Lido, per le capanne in spiaggia serve il permesso del Comune

Lo afferma la Corte di Cassazione che ha accolto il ricorso della pubblico ministero Francesca Crupi che aveva contestato il dissequestro allo stabilimento Miramare ordinato prima dell’estate
Interpress/M.Tagliapietra Venezia 05.06.2016.- Spiaggia Miramare, Lido di Venezia. Capanne sottoposte a sequestro preventivo.
Interpress/M.Tagliapietra Venezia 05.06.2016.- Spiaggia Miramare, Lido di Venezia. Capanne sottoposte a sequestro preventivo.

LIDO. Per le capanne della spiaggia del Lido è necessario il permesso a costruire del Comune. La parola definitiva l’ha messa la Corte di cassazione nei giorni scorsi, dando ragione alla pubblico ministero Francesca Crupi. Nel maggio scorso aveva ricorso contro la decisione del Tribunale del riesame di Venezia, che aveva dissequestrato le 83 capanne dello stabilimento Miramare, alle quali i finanzieri della Sezione navale avevano messo i sigilli sulla base degli accertamenti coordinati dalla rappresentante della Procura.
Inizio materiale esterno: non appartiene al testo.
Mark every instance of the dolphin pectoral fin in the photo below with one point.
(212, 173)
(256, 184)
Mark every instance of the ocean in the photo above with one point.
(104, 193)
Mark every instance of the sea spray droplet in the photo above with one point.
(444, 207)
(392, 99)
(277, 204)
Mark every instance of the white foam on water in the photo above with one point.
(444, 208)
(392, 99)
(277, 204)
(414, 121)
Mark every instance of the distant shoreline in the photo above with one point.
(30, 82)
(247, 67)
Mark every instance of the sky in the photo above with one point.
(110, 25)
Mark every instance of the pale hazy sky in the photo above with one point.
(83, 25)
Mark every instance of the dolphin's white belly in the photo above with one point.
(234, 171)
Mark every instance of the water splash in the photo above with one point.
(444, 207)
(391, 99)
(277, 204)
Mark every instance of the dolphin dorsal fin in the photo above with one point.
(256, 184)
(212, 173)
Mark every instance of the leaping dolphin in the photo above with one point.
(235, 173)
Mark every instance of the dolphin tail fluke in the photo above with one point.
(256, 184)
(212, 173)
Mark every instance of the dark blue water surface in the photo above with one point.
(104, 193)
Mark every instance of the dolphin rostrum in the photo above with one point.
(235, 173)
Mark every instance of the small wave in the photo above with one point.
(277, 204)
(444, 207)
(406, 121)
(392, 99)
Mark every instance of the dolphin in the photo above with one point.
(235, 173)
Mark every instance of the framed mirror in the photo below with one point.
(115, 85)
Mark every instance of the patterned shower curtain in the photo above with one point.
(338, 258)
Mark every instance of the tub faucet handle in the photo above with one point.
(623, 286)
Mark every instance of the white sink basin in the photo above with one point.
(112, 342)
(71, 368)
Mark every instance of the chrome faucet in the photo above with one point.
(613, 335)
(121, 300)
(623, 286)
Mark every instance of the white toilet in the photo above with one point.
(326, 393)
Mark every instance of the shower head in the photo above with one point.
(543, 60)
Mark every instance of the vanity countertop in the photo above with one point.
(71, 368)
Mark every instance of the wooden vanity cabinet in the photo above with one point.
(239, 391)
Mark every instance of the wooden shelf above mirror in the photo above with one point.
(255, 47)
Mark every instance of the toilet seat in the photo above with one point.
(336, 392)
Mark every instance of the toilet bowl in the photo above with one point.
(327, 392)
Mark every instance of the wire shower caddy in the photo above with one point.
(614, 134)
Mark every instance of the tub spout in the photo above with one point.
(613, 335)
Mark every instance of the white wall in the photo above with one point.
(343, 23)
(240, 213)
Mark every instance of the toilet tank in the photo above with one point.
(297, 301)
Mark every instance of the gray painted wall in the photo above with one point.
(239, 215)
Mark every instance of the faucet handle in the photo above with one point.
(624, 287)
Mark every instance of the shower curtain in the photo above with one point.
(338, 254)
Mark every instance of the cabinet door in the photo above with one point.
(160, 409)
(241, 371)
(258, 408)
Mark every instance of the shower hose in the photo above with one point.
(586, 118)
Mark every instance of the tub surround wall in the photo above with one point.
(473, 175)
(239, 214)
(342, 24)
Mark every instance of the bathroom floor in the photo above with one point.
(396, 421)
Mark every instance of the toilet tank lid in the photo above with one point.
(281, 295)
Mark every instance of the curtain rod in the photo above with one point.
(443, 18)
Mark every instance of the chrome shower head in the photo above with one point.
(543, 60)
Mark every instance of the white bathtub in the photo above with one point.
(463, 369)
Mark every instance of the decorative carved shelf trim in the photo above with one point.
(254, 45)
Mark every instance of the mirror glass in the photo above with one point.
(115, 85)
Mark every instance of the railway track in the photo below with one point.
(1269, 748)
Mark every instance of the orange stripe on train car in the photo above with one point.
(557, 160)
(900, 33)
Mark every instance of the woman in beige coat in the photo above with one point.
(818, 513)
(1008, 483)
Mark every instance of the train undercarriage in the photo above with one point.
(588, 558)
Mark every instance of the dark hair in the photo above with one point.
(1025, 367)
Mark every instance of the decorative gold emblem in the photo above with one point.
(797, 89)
Un provvedimento che aveva messo in apprensione i titolari di tutti gli stabilimenti dell’isola, nessuno dei quali, compresa la società comunale “Venezia Spiagge”, avevano chiesto e ottenuto il permesso a costruire da parte di Ca’ Farsetti. Ora, sarà necessario attendere le motivazioni con le quali i giudici romani spiegheranno perché, oltre alla concessione paesaggistica, è necessaria anche il via libera dell’amministrazione comunale.

I giudici del riesame, nelle motivazioni, avevano bacchettato il Comune, parlando di «carattere ondivago delle dichiarazioni rilasciate dall’amministrazione» nelle motivazioni dell’ordinanza con cui avevano restituito le 83 capanne. Nel documento si leggeva che il direttore dello Sportello unico di Ca’ Farsetti, l’architetto Maurizio Dorigo, aveva confermato alla Guardia di finanza che per l’edificazione delle capanne sono necessari sia il permesso a costruire sia l’autorizzazione paesaggistica. «Il predetto funzionario», proseguivano le motivazioni, «ha redatto, in collaborazione con la funzionaria responsabile del procedimento Elisabetta Piccin, una nota di chiarimenti consegnata ai difensori di opposto tenore». Per i giudici, dopo una più approfondita istruttoria, questo secondo documento «esclude la necessità del permesso a costruire, ferma restando l’obbligatorietà dell’autorizzazione paesaggistica». Ecco allora, il giudizio sul carattere ondivago delle dichiarazioni rilasciate, una il contrario dell’altra. E il giudice non era a conoscenza che, alla fine, dopo le due riunioni in Procura alla presenza del prosindaco del Lido Paolo Romor e del comandante della Polizia municipale Marco Agostini, gli stessi due dirigenti (Dorigo e Piccin) erano nuovamente tornati sui loro passi, trovandosi d’accordo sul fatto che non era necessaria solo l’autorizzazione paesaggistica, ma pure il permesso a costruire da parte del Comune. Per quanto riguarda il dissequestro, invece, il documento proseguiva affermando che l’atteggiamento ondivago dell’amministrazione comunale «configurerebbe la buona fede del comportamento dell’indagato, il responsabile del Miramare Paolo Piccolotto. Mentre i giudici sostenevano che l’autorizzazione paesaggistica era obbligatoria.